Un nouveau soupir s'échappa des lèvres du Macken alors qu'il arriva au niveau du bar avec Kristopherson. Les autres les attendaient déjà avec des boissons, et le blond plissa les yeux d'un air confus. On aurait dit qu'ils ne faisaient que boire de l'eau ridiculement chère dans de tout petits verres. Daniel sourit et tendit l'un d'eux à Alois.

- Santé, mec, dit-il avant d'avaler son propre shot.

Il grimaça, son visage se tordant en une expression douloureuse tout comme les autres qui suivirent son appel. Alois plissa le nez.

- Qu'est-ce que c'est que ce truc ? demanda le blond.

- Un shot de Tequila, dit le Westley en toussant. Vas-y, ce n'est pas si mauvais.

Alois fronça les sourcils et observa la boisson d'un air suspicieux. Même s'il y avait quelque chose dedans, cela ne l'affecterait pas. Alors, il se dit qu'il pourrait essayer. Ce fut une grave erreur, il se mit aussitôt à grimacer comme les autres.

- C'est quoi cette merde ?! demanda-t-il en avalant de force tout en brisant presque le verre sur le comptoir.

Les autres garçons se contentèrent de rire.

- Je t'ai déjà dis. C'est un shot de Tequila, répondit Daniel.

- Ça a le goût de l'odeur de la pisse! répliqua le démon, s'essuyant la bouche.

- Ouais, c'est un peu comme ça les liqueurs fortes, dit Kristopherson.

- Oh, non. Ça, ce n'est pas de la liqueur, dit le blond. Ça, c'est juste de l'alcool dénaturé, et vous êtes dégoûtants.

- Je ne savais pas que les démons pouvaient être aussi sensibles à la binouze, plaisanta Audrey, ricanant lorsque la menace blonde rit.

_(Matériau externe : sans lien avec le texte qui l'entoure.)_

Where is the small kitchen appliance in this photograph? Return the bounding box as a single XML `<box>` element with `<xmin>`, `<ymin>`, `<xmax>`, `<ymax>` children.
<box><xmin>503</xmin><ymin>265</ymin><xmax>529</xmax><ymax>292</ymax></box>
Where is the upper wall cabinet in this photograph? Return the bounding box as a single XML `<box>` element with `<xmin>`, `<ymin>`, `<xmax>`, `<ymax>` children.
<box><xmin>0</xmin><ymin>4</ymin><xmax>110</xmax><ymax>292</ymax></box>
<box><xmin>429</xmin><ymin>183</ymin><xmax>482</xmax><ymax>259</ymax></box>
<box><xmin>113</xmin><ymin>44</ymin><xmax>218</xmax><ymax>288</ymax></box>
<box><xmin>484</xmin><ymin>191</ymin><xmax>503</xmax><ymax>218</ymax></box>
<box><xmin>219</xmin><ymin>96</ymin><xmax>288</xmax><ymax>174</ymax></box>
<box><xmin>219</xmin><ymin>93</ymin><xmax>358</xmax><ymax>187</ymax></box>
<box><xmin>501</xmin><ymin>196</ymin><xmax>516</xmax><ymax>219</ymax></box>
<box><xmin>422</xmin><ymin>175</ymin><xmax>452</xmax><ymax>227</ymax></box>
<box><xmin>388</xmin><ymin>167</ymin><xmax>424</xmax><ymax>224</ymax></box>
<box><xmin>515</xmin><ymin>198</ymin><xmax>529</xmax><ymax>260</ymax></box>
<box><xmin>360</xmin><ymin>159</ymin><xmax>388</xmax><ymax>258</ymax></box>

- Sensible ? Non, on n'est pas "sensible" à ça. On ne peut même pas être saoul. Ce n'est pas être sensible, c'est juste faire remarquer à quel point ça doit être le breuvage au pire goût que j'ai eu la malchance de tester, répondit Alois. Merci pour l'échantillon gratuit. Je ne reboirai jamais quoi que ce soit que vous pourrez me donner.

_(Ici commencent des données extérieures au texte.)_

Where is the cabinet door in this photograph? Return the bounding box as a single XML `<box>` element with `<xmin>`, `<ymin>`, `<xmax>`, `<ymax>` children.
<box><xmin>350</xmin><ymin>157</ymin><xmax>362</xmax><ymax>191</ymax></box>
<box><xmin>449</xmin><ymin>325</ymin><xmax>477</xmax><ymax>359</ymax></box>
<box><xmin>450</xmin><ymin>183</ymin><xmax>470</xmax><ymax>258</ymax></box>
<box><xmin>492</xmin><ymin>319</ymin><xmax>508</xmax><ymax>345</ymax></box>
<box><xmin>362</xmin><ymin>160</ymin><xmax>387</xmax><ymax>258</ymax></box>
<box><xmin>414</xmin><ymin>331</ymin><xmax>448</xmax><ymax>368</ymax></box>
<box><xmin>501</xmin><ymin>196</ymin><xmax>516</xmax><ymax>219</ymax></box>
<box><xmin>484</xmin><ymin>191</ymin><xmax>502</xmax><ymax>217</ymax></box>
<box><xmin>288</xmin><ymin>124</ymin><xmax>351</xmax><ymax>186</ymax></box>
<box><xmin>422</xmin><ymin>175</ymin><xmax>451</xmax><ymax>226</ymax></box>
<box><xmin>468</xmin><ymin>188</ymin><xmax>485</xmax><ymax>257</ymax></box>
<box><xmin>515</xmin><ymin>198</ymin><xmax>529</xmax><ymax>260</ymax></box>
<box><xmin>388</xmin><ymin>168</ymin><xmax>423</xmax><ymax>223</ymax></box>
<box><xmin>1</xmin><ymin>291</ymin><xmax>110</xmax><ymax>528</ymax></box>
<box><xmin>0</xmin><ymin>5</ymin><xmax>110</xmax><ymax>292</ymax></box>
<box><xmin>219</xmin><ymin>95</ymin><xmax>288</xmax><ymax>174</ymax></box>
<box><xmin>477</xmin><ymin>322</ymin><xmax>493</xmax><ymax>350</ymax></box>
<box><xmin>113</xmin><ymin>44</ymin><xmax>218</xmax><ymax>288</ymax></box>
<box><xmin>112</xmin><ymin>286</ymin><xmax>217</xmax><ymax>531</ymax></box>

- Ouais, c'est pas très bon, dit Preston. Je pense que je vais passer mon tour pour le deuxième round.

- Pareil, dit Audrey et Travis acquiesça.

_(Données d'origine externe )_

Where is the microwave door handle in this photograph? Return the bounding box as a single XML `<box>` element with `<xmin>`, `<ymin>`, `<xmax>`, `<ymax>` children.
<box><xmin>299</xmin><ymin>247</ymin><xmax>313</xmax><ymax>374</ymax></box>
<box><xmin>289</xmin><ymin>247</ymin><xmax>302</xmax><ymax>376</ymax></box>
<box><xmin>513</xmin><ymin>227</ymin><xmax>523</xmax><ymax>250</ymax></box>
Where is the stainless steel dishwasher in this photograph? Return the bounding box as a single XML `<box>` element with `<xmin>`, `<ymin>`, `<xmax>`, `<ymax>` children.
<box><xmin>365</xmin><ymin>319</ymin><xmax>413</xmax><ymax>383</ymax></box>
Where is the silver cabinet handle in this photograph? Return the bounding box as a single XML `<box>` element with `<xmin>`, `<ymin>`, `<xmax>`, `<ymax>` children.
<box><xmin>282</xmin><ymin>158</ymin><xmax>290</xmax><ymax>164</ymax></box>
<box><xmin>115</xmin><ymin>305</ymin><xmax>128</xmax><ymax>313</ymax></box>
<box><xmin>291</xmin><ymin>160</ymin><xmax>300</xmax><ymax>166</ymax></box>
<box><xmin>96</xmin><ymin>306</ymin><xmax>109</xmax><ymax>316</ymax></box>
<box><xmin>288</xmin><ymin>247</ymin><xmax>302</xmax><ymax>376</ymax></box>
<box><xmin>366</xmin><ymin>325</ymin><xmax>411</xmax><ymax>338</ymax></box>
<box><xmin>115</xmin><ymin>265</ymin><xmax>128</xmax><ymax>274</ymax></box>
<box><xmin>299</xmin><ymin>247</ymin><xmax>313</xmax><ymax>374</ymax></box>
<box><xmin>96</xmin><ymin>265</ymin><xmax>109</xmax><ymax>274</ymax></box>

- Mauviettes ! accusa Daniel. Très bien, je vais juste finir tous vos verres ! Et ce n'étaient pas des "échantillons gratuits", c'était des shots !

- Alors tu paies beaucoup d'argent pour pas beaucoup de liqueur ? demanda le blond.

- Alois, c'est chargé. Je ne pense pas que tu en ais besoin de beaucoup, dit Kristopherson. Je vais continuer à boire avec toi, Dan, mais je ne bois plus de ce truc là.

- D'accord, même avec tes boissons de fille, tu es toujours plus marrant que ces mecs-là ! dit le Westley.

Alois croisa les bras et pouffa.

- Et qu'est-ce qu'on est censé faire dans un endroit pareil ? demanda le Macken. Vous savez, à part boire de la fausse pisse dégueulasse, et se taper des inconnus en public ?

- Bienvenu dans la vie de fêtard, mon pote. C'est plus ou moins juste ça, répondit le Miles avant de se retourner pour demander sa propre boisson.

- J'aurais dû rester dans ma chambre... soupira Alois, passant une main dans ses cheveux.

Là, un certain Dieu de la Mort sourit.

- Mais si tu avait fait ça, tu aurais dû rester avec Ciel tout seul, plaisanta-t-il.

Sa plaisanterie, cependant, n'amusa pas du tout le démon. La menace fronça les sourcils, un air grave sur le visage.

- Je vais visiter, je pense, dit-il simplement avant de se retourner et de partir.

- Quoi, mais Ciel n'a pas dit que c'était dangereux ? dit Preston. Eh ! Alois !

C'était trop tard. Le démon avait déjà disparu dans la foule sans laisser une trace. C'était une erreur de sa part, il n'avait désormais plus personne pour le distraire de ses pensées monstrueuses.